Parker returned to The West Wing in several guest appearances in 2005 and 2006, the show's final season, portraying the Director of Legislative Affairs under the President-elect Matt Santos. She also starred with Tom Skerritt in the CBS television film Vinegar Hill as a down-on-her-luck schoolteacher who, with her family, moves in with her in-laws only to discover their bitter, loveless relationship.

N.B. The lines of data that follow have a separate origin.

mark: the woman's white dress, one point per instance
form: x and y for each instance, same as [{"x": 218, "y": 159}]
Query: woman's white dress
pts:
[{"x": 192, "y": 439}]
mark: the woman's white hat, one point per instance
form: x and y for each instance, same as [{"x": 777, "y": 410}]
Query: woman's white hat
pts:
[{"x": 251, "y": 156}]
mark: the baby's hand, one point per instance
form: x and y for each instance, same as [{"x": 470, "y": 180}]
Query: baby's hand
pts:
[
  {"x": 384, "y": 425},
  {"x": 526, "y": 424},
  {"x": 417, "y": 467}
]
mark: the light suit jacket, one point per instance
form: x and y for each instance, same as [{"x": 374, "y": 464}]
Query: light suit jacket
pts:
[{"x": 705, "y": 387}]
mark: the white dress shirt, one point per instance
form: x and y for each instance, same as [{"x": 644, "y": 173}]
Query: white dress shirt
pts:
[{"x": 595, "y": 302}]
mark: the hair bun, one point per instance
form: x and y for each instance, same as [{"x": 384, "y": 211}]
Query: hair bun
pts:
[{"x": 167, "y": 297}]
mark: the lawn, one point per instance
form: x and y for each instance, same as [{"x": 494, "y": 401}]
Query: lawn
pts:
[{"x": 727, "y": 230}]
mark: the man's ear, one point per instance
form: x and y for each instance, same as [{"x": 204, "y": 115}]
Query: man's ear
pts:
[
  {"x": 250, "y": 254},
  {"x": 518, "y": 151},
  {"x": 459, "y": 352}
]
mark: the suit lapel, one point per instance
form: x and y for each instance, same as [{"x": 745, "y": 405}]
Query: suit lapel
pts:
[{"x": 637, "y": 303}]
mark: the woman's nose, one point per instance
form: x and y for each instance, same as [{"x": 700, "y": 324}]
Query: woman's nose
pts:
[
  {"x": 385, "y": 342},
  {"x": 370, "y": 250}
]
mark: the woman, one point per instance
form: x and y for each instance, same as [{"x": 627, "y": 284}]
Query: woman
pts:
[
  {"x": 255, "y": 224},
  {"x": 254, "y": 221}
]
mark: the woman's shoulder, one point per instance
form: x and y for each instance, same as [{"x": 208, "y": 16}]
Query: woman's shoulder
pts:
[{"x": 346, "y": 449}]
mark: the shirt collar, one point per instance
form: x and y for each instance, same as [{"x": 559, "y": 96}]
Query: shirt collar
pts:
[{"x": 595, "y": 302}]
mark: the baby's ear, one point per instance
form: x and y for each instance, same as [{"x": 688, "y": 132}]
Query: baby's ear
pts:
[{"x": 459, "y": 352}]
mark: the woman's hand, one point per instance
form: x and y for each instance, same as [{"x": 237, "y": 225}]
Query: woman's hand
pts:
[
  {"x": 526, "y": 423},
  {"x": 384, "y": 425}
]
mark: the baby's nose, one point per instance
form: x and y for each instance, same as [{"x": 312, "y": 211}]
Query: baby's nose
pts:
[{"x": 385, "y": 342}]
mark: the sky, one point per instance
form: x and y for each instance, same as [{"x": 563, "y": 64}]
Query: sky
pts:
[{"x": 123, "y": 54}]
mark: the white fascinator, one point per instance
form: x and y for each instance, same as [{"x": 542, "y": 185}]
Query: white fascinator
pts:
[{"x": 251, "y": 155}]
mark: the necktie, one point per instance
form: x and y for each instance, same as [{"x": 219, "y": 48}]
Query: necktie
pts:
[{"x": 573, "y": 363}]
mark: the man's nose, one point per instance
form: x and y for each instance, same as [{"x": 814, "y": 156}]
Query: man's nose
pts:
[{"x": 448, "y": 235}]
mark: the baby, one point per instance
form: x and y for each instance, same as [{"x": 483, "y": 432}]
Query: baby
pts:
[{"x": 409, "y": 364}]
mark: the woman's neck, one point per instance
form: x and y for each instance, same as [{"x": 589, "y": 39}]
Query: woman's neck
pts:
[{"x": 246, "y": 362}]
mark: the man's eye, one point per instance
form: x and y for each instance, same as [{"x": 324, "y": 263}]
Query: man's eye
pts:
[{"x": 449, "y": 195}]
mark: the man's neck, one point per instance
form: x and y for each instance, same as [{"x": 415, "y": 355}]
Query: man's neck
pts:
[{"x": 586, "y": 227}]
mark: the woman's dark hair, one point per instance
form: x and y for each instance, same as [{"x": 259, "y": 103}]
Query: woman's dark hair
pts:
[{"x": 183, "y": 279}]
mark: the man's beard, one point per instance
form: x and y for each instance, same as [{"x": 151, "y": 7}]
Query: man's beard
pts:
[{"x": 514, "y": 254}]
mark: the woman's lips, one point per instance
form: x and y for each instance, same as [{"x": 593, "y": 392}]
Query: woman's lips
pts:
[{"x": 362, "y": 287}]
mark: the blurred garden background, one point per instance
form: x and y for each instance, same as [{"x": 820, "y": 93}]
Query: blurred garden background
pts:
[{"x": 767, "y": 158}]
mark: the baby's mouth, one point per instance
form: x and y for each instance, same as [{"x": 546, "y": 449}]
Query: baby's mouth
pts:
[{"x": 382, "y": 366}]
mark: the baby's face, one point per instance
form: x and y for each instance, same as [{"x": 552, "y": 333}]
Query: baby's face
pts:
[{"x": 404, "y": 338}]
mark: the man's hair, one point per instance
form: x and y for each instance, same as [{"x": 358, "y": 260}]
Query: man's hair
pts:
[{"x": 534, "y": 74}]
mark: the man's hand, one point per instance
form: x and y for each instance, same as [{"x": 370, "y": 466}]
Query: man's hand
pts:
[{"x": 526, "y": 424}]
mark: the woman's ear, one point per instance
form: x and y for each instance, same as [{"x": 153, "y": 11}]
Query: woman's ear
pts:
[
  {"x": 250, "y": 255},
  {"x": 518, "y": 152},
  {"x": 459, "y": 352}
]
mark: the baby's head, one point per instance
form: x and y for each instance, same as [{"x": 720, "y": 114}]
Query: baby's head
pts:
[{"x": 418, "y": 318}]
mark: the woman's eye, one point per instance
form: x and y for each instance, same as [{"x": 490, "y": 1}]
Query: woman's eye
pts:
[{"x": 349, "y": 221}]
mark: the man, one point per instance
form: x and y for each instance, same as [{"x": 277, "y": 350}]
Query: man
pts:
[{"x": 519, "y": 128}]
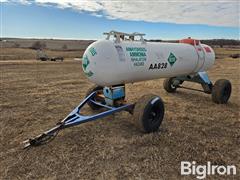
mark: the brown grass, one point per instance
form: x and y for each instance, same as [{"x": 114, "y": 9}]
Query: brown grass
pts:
[
  {"x": 29, "y": 54},
  {"x": 36, "y": 95}
]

In 2005, Parker took on the lead role in the television series Weeds, a Showtime comedy-drama. Parker's character, Nancy Botwin, is a suburban mother who, following the death of her husband, decides to sell marijuana to make money, while also attempting to maintain her community reputation. She stars alongside Kevin Nealon, Elizabeth Perkins, her Saved! co-star Martin Donovan, and her Angels in America co-star Justin Kirk. The show's first season aired in 2005, with the second airing in 2006, and the third airing in 2007. As of November 2007, a fourth season has been picked up.
In November 2005, Parker was honored with an exhibition of her career at Boston University, where memorabilia from her career were donated to the University's library. Parker received the 2006 Golden Globe Award for Best Performance by an Actress in a Television Series - Musical or Comedy, given by the Hollywood Foreign Press Association, for her lead role in Weeds. In that category, she defeated the four leads of Desperate Housewives. She dedicated the award to the late John Spencer, best known for his work as Leo McGarry on The West Wing. After receiving the award, Parker stated: "I'm really in favor of legalizing marijuana. I don't think it's that controversial."